I sat up straighter.
“And Mr. Guest, he wants to talk to you,” Canelli was saying. “He insists on talking to you, if you want to know the truth. Or, at least, he wants to talk to whoever’s in charge, whoever calls the shots. So I—you know—I thought I should at least fill you in, before you talk to him. I mean, he’s what you’d call a pretty powerful personality.”
“Are you on the scene now?”
“Yessir. I’ve been here for almost an hour.”
“Can you talk?”
“Yessir.”
“What’s it look like to you?”
“Well, it looks like Quade was inside the house, guarding the premises. And it looks like someone might’ve broken in, although I didn’t see anything jimmied, or anything. But, anyhow, shots were fired, no question about that.

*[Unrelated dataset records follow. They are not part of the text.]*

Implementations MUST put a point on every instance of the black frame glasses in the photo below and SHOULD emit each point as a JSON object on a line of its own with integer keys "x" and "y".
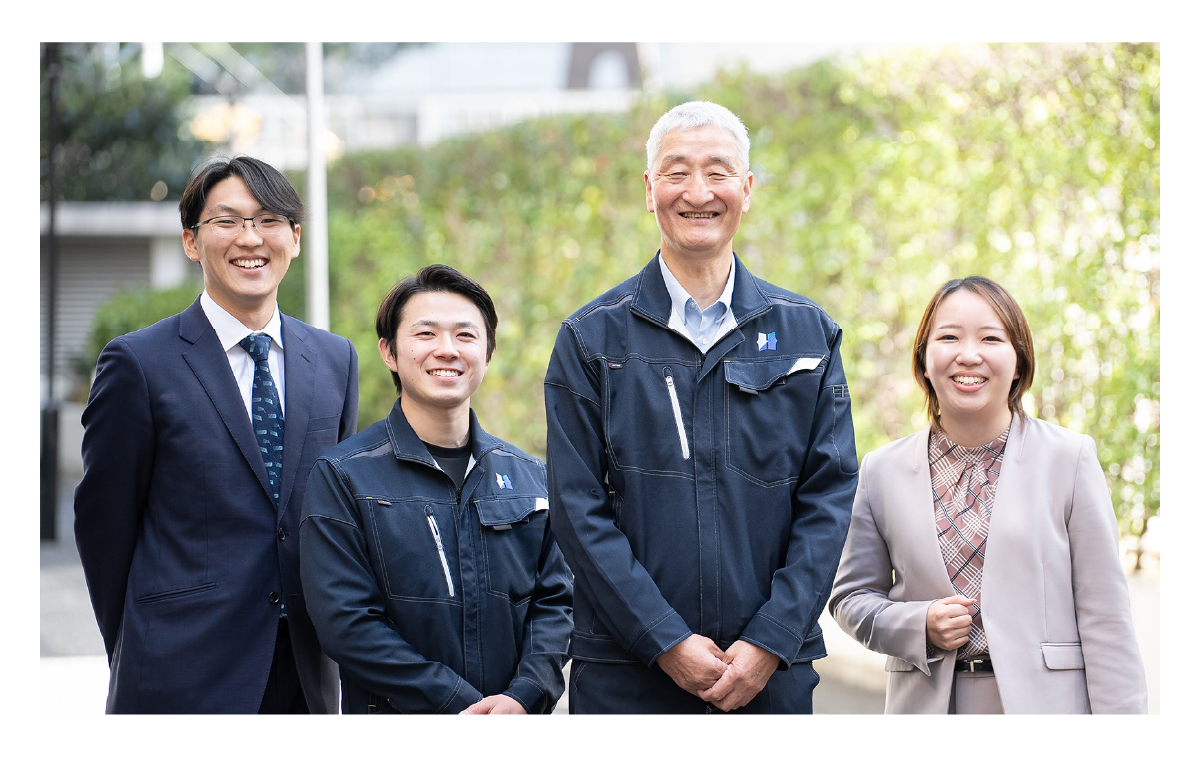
{"x": 255, "y": 220}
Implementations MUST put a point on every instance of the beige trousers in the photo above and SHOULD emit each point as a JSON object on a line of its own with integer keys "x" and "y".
{"x": 975, "y": 694}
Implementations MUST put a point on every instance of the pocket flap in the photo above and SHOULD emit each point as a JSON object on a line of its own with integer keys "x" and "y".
{"x": 1063, "y": 656}
{"x": 895, "y": 665}
{"x": 501, "y": 512}
{"x": 759, "y": 374}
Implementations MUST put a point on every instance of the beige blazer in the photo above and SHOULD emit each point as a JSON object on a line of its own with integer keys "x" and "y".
{"x": 1055, "y": 602}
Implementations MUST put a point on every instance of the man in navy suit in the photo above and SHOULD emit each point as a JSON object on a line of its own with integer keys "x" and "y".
{"x": 198, "y": 438}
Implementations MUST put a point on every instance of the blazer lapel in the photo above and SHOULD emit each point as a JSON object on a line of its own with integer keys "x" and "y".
{"x": 1009, "y": 505}
{"x": 918, "y": 515}
{"x": 211, "y": 368}
{"x": 299, "y": 373}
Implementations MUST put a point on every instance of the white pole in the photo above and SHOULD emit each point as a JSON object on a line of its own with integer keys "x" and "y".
{"x": 315, "y": 238}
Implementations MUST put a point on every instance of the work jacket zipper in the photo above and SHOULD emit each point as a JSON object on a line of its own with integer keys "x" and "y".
{"x": 442, "y": 552}
{"x": 678, "y": 414}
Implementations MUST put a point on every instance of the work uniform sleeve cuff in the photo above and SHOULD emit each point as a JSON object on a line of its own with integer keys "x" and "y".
{"x": 463, "y": 696}
{"x": 665, "y": 634}
{"x": 528, "y": 694}
{"x": 774, "y": 637}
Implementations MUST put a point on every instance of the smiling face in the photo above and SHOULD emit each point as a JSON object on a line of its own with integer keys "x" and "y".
{"x": 697, "y": 192}
{"x": 441, "y": 354}
{"x": 241, "y": 272}
{"x": 971, "y": 364}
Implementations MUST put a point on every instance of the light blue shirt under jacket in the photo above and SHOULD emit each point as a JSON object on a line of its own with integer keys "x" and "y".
{"x": 702, "y": 328}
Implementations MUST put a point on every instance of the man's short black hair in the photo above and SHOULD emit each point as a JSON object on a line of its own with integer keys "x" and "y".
{"x": 436, "y": 277}
{"x": 267, "y": 185}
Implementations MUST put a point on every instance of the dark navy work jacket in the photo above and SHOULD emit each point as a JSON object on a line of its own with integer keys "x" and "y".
{"x": 189, "y": 563}
{"x": 431, "y": 599}
{"x": 699, "y": 493}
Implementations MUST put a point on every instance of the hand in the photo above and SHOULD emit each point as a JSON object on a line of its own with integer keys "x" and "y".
{"x": 496, "y": 704}
{"x": 695, "y": 664}
{"x": 749, "y": 670}
{"x": 948, "y": 620}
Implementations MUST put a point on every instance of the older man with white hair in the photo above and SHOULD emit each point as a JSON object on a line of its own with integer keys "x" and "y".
{"x": 702, "y": 463}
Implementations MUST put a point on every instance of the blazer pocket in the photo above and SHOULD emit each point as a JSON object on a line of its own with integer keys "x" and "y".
{"x": 323, "y": 424}
{"x": 895, "y": 665}
{"x": 159, "y": 596}
{"x": 1063, "y": 655}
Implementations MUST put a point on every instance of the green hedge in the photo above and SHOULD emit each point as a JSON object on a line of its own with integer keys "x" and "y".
{"x": 877, "y": 179}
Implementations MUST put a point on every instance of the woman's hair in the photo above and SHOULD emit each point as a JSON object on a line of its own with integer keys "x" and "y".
{"x": 1014, "y": 323}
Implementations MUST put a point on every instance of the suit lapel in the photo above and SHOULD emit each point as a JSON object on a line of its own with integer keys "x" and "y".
{"x": 918, "y": 502}
{"x": 210, "y": 365}
{"x": 299, "y": 373}
{"x": 1007, "y": 505}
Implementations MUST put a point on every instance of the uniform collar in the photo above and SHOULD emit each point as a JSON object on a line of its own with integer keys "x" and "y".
{"x": 652, "y": 299}
{"x": 679, "y": 296}
{"x": 407, "y": 445}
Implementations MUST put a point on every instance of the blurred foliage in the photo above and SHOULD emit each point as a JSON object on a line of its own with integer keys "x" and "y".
{"x": 120, "y": 133}
{"x": 876, "y": 180}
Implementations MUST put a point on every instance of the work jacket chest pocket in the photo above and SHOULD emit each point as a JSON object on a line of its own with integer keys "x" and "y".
{"x": 648, "y": 416}
{"x": 417, "y": 545}
{"x": 513, "y": 532}
{"x": 769, "y": 408}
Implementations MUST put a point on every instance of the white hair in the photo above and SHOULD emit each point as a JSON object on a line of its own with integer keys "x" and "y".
{"x": 696, "y": 114}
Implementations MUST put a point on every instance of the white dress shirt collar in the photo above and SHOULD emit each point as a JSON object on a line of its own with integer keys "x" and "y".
{"x": 231, "y": 331}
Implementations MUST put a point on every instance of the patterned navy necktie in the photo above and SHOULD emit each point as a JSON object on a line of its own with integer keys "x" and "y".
{"x": 265, "y": 410}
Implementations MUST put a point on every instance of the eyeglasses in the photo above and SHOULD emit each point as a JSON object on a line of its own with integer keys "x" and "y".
{"x": 233, "y": 226}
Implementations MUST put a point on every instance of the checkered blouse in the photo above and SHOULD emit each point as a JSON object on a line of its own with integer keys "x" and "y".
{"x": 964, "y": 485}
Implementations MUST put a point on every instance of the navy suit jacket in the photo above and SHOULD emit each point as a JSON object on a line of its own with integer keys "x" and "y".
{"x": 186, "y": 558}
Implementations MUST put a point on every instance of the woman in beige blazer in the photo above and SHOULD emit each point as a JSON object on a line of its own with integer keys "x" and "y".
{"x": 1038, "y": 595}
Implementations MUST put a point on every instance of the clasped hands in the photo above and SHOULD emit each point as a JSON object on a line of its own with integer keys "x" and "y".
{"x": 727, "y": 679}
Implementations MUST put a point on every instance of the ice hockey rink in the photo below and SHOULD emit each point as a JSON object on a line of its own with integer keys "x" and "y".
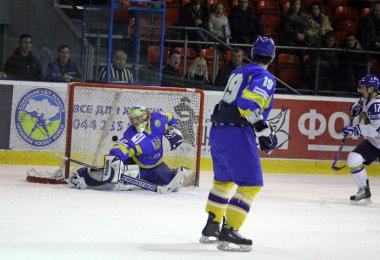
{"x": 295, "y": 216}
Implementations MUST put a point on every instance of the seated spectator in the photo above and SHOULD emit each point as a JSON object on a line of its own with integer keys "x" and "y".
{"x": 63, "y": 69}
{"x": 3, "y": 75}
{"x": 194, "y": 15}
{"x": 328, "y": 65}
{"x": 171, "y": 70}
{"x": 218, "y": 23}
{"x": 22, "y": 64}
{"x": 224, "y": 72}
{"x": 198, "y": 71}
{"x": 318, "y": 24}
{"x": 369, "y": 29}
{"x": 352, "y": 65}
{"x": 293, "y": 26}
{"x": 245, "y": 25}
{"x": 118, "y": 70}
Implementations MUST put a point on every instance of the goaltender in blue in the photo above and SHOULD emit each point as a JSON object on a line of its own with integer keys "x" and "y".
{"x": 137, "y": 158}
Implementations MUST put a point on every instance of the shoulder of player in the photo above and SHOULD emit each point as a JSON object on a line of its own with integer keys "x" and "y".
{"x": 373, "y": 106}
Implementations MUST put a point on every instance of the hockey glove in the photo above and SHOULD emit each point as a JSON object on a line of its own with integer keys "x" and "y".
{"x": 357, "y": 108}
{"x": 266, "y": 137}
{"x": 174, "y": 137}
{"x": 351, "y": 131}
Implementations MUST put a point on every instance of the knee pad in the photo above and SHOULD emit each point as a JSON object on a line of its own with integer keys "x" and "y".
{"x": 223, "y": 188}
{"x": 248, "y": 192}
{"x": 113, "y": 169}
{"x": 355, "y": 162}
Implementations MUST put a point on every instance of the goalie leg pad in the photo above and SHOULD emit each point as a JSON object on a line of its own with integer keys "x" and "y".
{"x": 160, "y": 175}
{"x": 176, "y": 182}
{"x": 113, "y": 169}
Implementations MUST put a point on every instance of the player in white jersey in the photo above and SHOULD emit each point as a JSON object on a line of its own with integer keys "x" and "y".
{"x": 369, "y": 150}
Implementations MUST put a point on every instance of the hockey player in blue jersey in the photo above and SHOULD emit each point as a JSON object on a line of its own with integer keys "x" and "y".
{"x": 142, "y": 145}
{"x": 238, "y": 127}
{"x": 369, "y": 150}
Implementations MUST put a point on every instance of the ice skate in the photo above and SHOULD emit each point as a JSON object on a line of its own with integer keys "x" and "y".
{"x": 76, "y": 181}
{"x": 176, "y": 182}
{"x": 231, "y": 240}
{"x": 363, "y": 195}
{"x": 211, "y": 231}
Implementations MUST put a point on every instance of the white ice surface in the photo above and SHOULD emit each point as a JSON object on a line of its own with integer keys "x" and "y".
{"x": 293, "y": 217}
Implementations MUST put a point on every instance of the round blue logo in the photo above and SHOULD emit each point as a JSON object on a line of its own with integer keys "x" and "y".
{"x": 40, "y": 117}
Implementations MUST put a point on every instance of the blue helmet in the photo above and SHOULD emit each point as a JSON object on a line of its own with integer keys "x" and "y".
{"x": 370, "y": 81}
{"x": 264, "y": 46}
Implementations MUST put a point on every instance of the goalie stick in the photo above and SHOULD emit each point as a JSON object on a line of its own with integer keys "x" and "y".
{"x": 125, "y": 179}
{"x": 334, "y": 166}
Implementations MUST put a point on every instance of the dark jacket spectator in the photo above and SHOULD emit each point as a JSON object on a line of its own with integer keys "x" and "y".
{"x": 293, "y": 26}
{"x": 328, "y": 64}
{"x": 245, "y": 25}
{"x": 198, "y": 71}
{"x": 369, "y": 29}
{"x": 318, "y": 25}
{"x": 63, "y": 69}
{"x": 170, "y": 74}
{"x": 22, "y": 64}
{"x": 225, "y": 71}
{"x": 194, "y": 15}
{"x": 352, "y": 65}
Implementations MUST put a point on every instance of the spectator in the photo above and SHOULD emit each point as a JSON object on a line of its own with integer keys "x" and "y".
{"x": 63, "y": 69}
{"x": 118, "y": 70}
{"x": 218, "y": 23}
{"x": 245, "y": 25}
{"x": 224, "y": 73}
{"x": 171, "y": 71}
{"x": 294, "y": 26}
{"x": 352, "y": 65}
{"x": 198, "y": 71}
{"x": 3, "y": 75}
{"x": 318, "y": 25}
{"x": 328, "y": 64}
{"x": 194, "y": 15}
{"x": 369, "y": 29}
{"x": 22, "y": 64}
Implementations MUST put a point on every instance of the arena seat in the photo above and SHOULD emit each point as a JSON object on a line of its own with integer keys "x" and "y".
{"x": 191, "y": 55}
{"x": 346, "y": 19}
{"x": 307, "y": 3}
{"x": 374, "y": 66}
{"x": 172, "y": 14}
{"x": 271, "y": 32}
{"x": 365, "y": 11}
{"x": 334, "y": 3}
{"x": 288, "y": 68}
{"x": 154, "y": 54}
{"x": 340, "y": 35}
{"x": 268, "y": 7}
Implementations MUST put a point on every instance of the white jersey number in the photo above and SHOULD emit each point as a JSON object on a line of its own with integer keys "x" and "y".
{"x": 232, "y": 88}
{"x": 234, "y": 83}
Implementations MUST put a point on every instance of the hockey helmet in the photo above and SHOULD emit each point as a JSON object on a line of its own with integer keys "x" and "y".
{"x": 263, "y": 46}
{"x": 370, "y": 81}
{"x": 139, "y": 116}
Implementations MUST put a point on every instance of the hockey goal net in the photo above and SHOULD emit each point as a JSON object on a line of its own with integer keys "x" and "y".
{"x": 98, "y": 112}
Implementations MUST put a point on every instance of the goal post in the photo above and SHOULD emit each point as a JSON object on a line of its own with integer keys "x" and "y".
{"x": 97, "y": 112}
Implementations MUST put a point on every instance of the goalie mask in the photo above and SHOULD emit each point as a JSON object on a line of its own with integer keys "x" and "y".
{"x": 369, "y": 81}
{"x": 139, "y": 116}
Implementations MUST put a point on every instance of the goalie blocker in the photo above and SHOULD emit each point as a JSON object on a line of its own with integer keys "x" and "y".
{"x": 120, "y": 177}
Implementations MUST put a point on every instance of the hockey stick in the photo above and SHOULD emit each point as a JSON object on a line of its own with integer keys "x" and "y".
{"x": 77, "y": 162}
{"x": 334, "y": 166}
{"x": 124, "y": 179}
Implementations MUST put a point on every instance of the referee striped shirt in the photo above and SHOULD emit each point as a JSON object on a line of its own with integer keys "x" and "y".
{"x": 123, "y": 75}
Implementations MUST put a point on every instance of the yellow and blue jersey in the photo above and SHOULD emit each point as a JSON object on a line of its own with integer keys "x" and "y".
{"x": 145, "y": 148}
{"x": 249, "y": 88}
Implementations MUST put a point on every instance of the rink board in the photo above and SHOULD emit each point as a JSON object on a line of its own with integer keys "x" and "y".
{"x": 308, "y": 129}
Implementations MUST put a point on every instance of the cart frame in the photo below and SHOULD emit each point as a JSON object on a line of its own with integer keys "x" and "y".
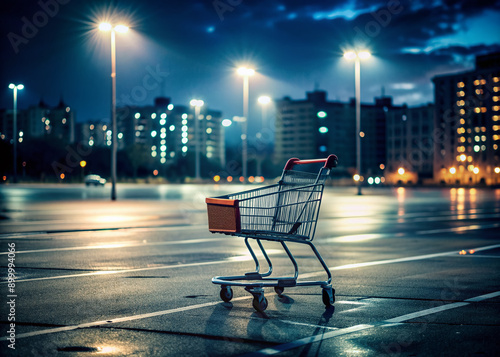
{"x": 291, "y": 219}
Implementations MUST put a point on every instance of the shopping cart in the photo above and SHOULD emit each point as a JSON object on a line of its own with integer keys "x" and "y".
{"x": 284, "y": 212}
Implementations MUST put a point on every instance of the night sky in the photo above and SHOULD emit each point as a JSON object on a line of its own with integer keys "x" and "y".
{"x": 190, "y": 49}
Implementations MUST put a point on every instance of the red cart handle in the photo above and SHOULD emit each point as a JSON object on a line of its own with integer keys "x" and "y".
{"x": 330, "y": 161}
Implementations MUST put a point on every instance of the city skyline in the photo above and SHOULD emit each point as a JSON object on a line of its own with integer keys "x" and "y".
{"x": 190, "y": 50}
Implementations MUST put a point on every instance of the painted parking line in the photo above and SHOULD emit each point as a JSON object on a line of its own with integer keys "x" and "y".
{"x": 117, "y": 245}
{"x": 297, "y": 343}
{"x": 119, "y": 319}
{"x": 248, "y": 257}
{"x": 357, "y": 328}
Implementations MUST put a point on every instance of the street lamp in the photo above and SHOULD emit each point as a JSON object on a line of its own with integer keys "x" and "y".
{"x": 263, "y": 100}
{"x": 357, "y": 57}
{"x": 119, "y": 28}
{"x": 246, "y": 73}
{"x": 14, "y": 124}
{"x": 225, "y": 124}
{"x": 197, "y": 104}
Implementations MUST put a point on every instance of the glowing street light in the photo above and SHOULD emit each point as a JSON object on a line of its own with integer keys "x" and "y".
{"x": 246, "y": 73}
{"x": 14, "y": 124}
{"x": 118, "y": 28}
{"x": 225, "y": 124}
{"x": 197, "y": 104}
{"x": 357, "y": 56}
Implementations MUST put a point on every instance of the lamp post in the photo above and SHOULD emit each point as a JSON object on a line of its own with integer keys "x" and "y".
{"x": 113, "y": 30}
{"x": 225, "y": 123}
{"x": 246, "y": 73}
{"x": 14, "y": 124}
{"x": 263, "y": 100}
{"x": 357, "y": 56}
{"x": 197, "y": 104}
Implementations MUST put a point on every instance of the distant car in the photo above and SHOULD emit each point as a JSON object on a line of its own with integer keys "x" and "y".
{"x": 95, "y": 180}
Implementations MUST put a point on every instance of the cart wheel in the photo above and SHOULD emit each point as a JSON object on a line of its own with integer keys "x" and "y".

Several shots.”
“Do you have a suspect?”
“Well—” He hesitated. “Not really.”
“What’s that mean?”
“Well, Mr. Guest, he thinks he knows who did it. But I thought I should talk to you before I acted on his information. I mean, I figured I’d be exceeding my authority, see, if I—”
“Is Mr. Guest there now?”
“He’s upstairs, Lieutenant. In his bedroom. I’m down in the kitchen. Like I say, he wants to talk to you, privately—or, anyhow, someone in command, like I said. So that’s why I—”
“Let me talk to him.”
“Yessir. I’ll go tell him.”
“When we’re finished talking, you come back on the line.”
“Yessir.” The line clicked dead. I looked at the antique brass-and-glass clock on the mantelpiece, one of Ann’s heirlooms. The time was 2:35
A.M
. Would I have to get dressed and go to work? With no sleep? At the thought, I realized that I was slowly, hopelessly shaking my head. The answer to the question was grimly self-evident. A homicide that involved Alexander Guest couldn’t be handled over the phone.
“Lieutenant Hastings?” The voice in my ear was brisk, crisply authoritative.
“Mr. Guest.”
“That’s correct, sir. Has Inspector Canelli filled you in?”
“To some extent. He wanted me to talk to you. He says you’ve got a suspect.”
“I do. Definitely. Are you coming here?”
To myself, I sighed. “Yessir, I am. But Inspector Canelli thought I should talk to you first. He says that—”
“He was right, of course. Superficially, he looks like a bumbler. But, watching him work, it’s apparent that he knows his job.”